Cuando Pilar se fue a duchar, Marcelino volvió al tablero a hojear unos cuantos libros y encontró las fatídicas páginas en blanco, los espacios vacíos donde antes había descripciones de niños. Decidió que al día siguiente iría a hablar con don Diego y Gabriel para hacer una búsqueda de las descripciones e imágenes robadas. Estaba a punto de dormirse, tenía el cuerpo relajado, respiraba muy despacio y andaba con tranquilidad en su imaginación, ya en terreno onírico. Estaba hablando con un amigo de la universidad, al que hacía mucho tiempo que no veía, y cuando éste le iba a revelar un secreto sintió unas manos finas y tibias en la entre pierna. Un susurro le dejo dando vueltas en la oreja una canción suave como el murmullo del mar. Sintió unas piernas calientes, comenzó a sudar y disfrutar del aroma del jardín.

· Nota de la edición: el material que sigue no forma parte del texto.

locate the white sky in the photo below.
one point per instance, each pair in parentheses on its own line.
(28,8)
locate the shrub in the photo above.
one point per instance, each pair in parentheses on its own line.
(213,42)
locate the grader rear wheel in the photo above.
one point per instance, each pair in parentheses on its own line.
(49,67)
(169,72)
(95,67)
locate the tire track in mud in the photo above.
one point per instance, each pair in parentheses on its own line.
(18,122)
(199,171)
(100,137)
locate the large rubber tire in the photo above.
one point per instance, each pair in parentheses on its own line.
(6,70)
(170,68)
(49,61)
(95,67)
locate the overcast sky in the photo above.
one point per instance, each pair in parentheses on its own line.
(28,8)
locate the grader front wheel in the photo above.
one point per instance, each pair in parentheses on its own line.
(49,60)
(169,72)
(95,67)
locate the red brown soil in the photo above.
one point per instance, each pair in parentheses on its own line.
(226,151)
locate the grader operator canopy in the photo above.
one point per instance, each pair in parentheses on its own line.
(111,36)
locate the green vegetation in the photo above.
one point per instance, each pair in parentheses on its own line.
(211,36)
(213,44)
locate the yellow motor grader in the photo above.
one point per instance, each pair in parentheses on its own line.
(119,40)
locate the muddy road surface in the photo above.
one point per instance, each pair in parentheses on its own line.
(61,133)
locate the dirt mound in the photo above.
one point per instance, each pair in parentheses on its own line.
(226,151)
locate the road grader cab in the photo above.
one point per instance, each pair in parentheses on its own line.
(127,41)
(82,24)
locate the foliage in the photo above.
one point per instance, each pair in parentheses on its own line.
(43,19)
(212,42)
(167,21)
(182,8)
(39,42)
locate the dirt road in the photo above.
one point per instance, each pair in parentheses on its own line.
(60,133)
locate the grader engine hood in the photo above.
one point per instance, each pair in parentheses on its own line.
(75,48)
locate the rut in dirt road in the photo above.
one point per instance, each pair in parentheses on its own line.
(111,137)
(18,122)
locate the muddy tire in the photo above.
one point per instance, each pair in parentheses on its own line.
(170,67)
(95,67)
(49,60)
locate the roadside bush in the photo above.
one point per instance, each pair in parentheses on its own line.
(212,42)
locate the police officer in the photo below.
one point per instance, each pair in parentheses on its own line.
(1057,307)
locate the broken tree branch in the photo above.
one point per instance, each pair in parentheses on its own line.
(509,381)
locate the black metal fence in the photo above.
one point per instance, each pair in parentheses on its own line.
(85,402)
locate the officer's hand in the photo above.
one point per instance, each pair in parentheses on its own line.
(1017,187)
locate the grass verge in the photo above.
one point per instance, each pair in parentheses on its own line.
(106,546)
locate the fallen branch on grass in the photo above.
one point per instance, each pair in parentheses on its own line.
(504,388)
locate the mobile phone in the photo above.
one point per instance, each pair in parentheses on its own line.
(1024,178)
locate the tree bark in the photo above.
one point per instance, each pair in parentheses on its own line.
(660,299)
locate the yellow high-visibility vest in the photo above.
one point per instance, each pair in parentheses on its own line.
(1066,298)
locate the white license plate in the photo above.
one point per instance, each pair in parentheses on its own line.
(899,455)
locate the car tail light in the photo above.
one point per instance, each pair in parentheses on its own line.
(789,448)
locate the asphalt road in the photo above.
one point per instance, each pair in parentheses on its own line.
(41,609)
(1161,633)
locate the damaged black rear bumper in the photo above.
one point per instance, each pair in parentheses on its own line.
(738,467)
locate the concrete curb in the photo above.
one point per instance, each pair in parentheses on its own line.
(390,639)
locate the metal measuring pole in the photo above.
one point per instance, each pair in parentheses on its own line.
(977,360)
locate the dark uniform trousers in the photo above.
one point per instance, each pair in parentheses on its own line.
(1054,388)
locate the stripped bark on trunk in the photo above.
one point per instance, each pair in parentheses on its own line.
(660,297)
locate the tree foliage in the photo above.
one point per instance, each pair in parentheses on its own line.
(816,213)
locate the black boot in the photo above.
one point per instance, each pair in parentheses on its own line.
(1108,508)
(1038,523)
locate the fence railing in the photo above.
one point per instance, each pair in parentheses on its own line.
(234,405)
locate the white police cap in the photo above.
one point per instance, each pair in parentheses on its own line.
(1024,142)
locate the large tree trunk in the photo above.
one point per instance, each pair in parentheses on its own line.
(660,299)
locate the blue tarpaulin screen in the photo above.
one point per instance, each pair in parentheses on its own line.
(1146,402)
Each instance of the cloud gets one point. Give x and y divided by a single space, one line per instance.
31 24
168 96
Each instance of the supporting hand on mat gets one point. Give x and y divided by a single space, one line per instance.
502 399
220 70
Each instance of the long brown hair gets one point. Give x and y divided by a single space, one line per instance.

Despertó sudando en la noche, lo había sacado del letargo su amigo de la facultad. “Tu mujer es la nahuala, Marcelino, ¿no te has dado cuenta? Ve a la cocina y compruébalo, anda, rápido antes de que ella regrese”. Marcelino buscó el cuerpo de Pilar, pero sólo había un espacio tibio. Estará en el baño, pero abrió la puerta y no había nadie, entonces bajó a la cocina y al prender la luz distinguió una cosa rara en el piso. Era un traje arrugado de color cobre. Estaba tirado como un overol que han dejado en el cesto de la ropa sucia para echarlo a la lavadora. Por instinto trató de levantarlo, pero sintió el tacto de la piel de Pilar, ¿lo ves? —le dijo su amigo desde el sueño que todavía andaba flotando como un globo por las paredes y el techo de la casa—. Y… ¿Qué hago ahora? —preguntó sin dirigirse al globo del techo—. “Lo que tienes que hacer es echar esa piel a la fuente para que Pilar no pueda meterse dentro, pues la mitigará el agua. Hazlo ya porque ella no tardará en volver”. Marcelino cogió la arrugada piel y la echó en la fuente, se formó una figura plana con las facciones de la cara y el cuerpo de Pilar. “Te lo dije, es un traje nada más”. No tuvo tiempo de responder porque en ese momento bajó del cielo una bola de fuego. “¿Dónde está mi piel, maldito Marcelino? ¡Devuélvemela, devuélvemela!”. Está allí, dentro de la fuente.
Pilar trató inútilmente de meterse de nuevo en su traje y se consumió dando alaridos como si la estuvieran torturando. Llegaron varias personas a la casa y con fuertes golpes y gritos llamaron a Marcelino. Abrió la puerta y entraron sus vecinos radiantes de felicidad, le dijeron que habían vuelto las imágenes perdidas y los fragmentos de los libros. Marcelino lamentó la pérdida de su esposa, a la cual nunca podría olvidar ni reconocer como una hechicera azteca, y se fue secando poco a poco hasta que se hizo de piedra y quedó oculto por la hojarasca amontonada del descuidado jardín de su casa.